Translations of poems by Bayati -- as well as the Arabic originals -- "Love, Death & Exile: Poems Translated From Arabic" (1991, Georgetown University Press) brought praise for Bayati and for Frangieh, the translator.
The Rev. Solomon I. Sara, professor of Linguistics at Georgetown, said the book "recreates the passion and the revolutionary fervor of the poet." The title reflects perennial elements in Bayati's poetry.
He spent much of his life outside his homeland and was living in Amman when he said in a 1992 interview that he thought many Arab artists had lost touch with their own societies, crippled by censorship and repression and seduced by desire for a comfortable way of life. But at that time he refused to write polemics on social or political problems. Instead he focused on spiritual malaise. "From beneath the ruins," he wrote in one poem, "the people view the destroyers."

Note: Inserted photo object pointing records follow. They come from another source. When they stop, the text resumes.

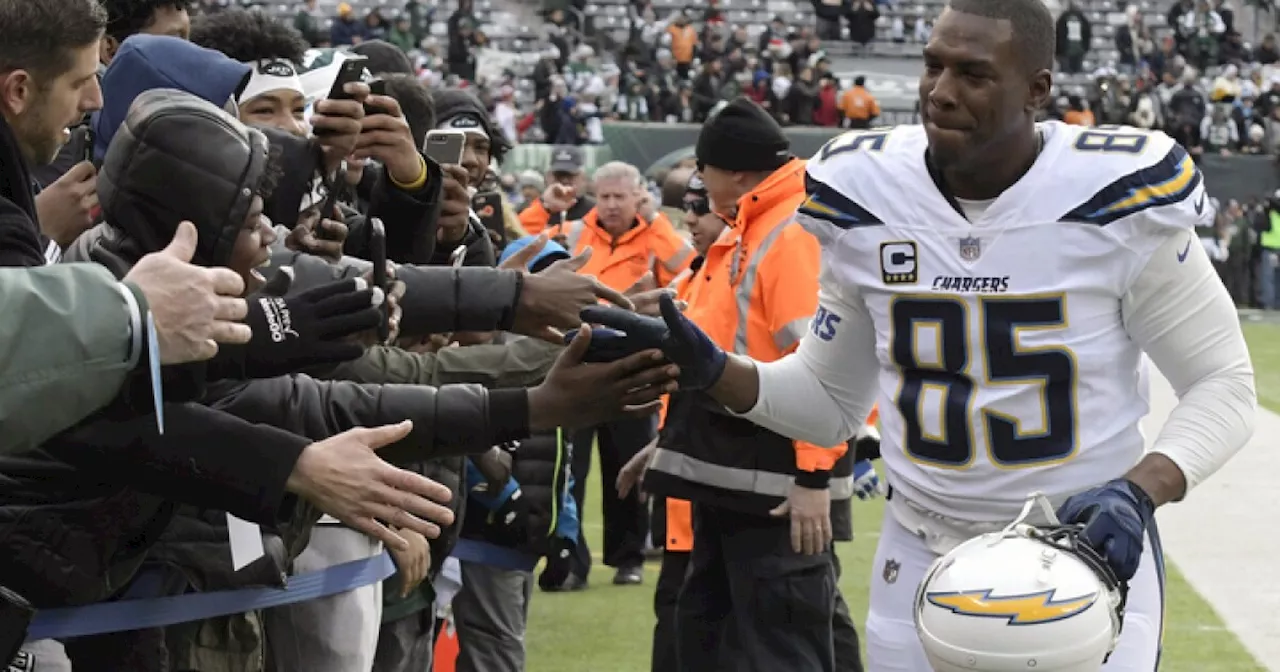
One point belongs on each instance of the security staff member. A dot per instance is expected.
(677, 539)
(755, 597)
(859, 105)
(625, 246)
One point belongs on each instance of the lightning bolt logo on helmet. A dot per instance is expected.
(1018, 609)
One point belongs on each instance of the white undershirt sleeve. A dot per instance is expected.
(823, 392)
(1182, 316)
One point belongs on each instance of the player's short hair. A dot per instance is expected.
(415, 101)
(129, 17)
(41, 35)
(248, 36)
(1034, 35)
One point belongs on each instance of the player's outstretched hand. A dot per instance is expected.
(809, 511)
(552, 300)
(1115, 522)
(579, 393)
(344, 478)
(700, 360)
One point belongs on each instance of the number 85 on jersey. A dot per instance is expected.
(956, 357)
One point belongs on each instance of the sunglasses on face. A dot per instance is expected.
(698, 206)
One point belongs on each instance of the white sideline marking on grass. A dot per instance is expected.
(1223, 535)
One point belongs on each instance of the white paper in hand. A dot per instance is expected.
(246, 540)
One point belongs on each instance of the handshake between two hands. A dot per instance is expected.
(617, 334)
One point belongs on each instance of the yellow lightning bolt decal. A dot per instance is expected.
(1018, 609)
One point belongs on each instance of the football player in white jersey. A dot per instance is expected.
(996, 282)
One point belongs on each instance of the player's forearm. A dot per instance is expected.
(796, 403)
(1212, 421)
(739, 385)
(1160, 478)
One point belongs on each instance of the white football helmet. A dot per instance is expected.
(1019, 599)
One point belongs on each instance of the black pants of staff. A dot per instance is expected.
(750, 603)
(626, 520)
(671, 580)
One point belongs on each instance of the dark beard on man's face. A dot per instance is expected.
(37, 141)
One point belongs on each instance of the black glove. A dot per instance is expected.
(560, 563)
(307, 329)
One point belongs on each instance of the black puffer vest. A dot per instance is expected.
(540, 465)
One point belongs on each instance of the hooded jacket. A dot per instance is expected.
(178, 158)
(19, 231)
(147, 62)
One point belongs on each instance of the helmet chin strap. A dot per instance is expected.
(1029, 506)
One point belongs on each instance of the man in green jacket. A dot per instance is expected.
(74, 333)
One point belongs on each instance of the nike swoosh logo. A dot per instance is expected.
(1182, 256)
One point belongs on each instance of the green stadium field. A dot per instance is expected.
(608, 629)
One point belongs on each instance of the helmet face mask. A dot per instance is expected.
(1022, 598)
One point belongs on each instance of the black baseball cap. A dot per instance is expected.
(567, 159)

His birthplace was the sprawling Iraqi capital, Baghdad, which he wrote about in his poem "Elegy to the Unborn City." He earned a degree in 1950 in Arabic language and literature from the Teachers Training College. That year his first collection of poetry, "Angels and Devils," was published, in Arabic.
He became a teacher, but his leftist views soon cost him his job. He criticized the Iraqi monarchy as contributing editor for a new Iraqi magazine, New Culture. The magazine was shut down, and he was imprisoned for a time.
A second collection of poems, "Broken Pitchers," was published in 1954 to applause. But it was truly revolutionary, and he had to take flight in 1955. He lived in Syria and then in the Soviet Union and Egypt. In 1958, Iraq was proclaimed a republic after an army coup d'etat. King Faisal and the crown prince were killed.
Bayati returned to Iraq, but disagreements with the government ensued and he fled again. A decade later, after another coup, he returned, but went into self-exile again after the government started a harsh campaign against the left.
In 1980, shortly after Saddam Hussein became Iraq's president, he tried to placate Bayati by appointing him to an Iraqi diplomatic post in Madrid. But Bayati was appalled by Iraq's invasion of Kuwait in 1990 and resigned.
In 1995, the Iraqi government canceled his citizenship after he traveled to the conservative Saudi Arabia to take part in a cultural festival.
Bayati is survived by his wife, Hind Al-Bayati, of Bakersfield, Calif.; two sons, Ali and Saad, who live in Iraq; a daughter, Asma, of Syria, and 13 grandchildren.
In 1997, he said that his many years of absence from his homeland had been a "tormenting experience" that had great impact on his poetry. He added, "I always dream at night that I am in Iraq and hear its heart beating and smell its fragrance carried by the wind, especially after midnight when it's quiet."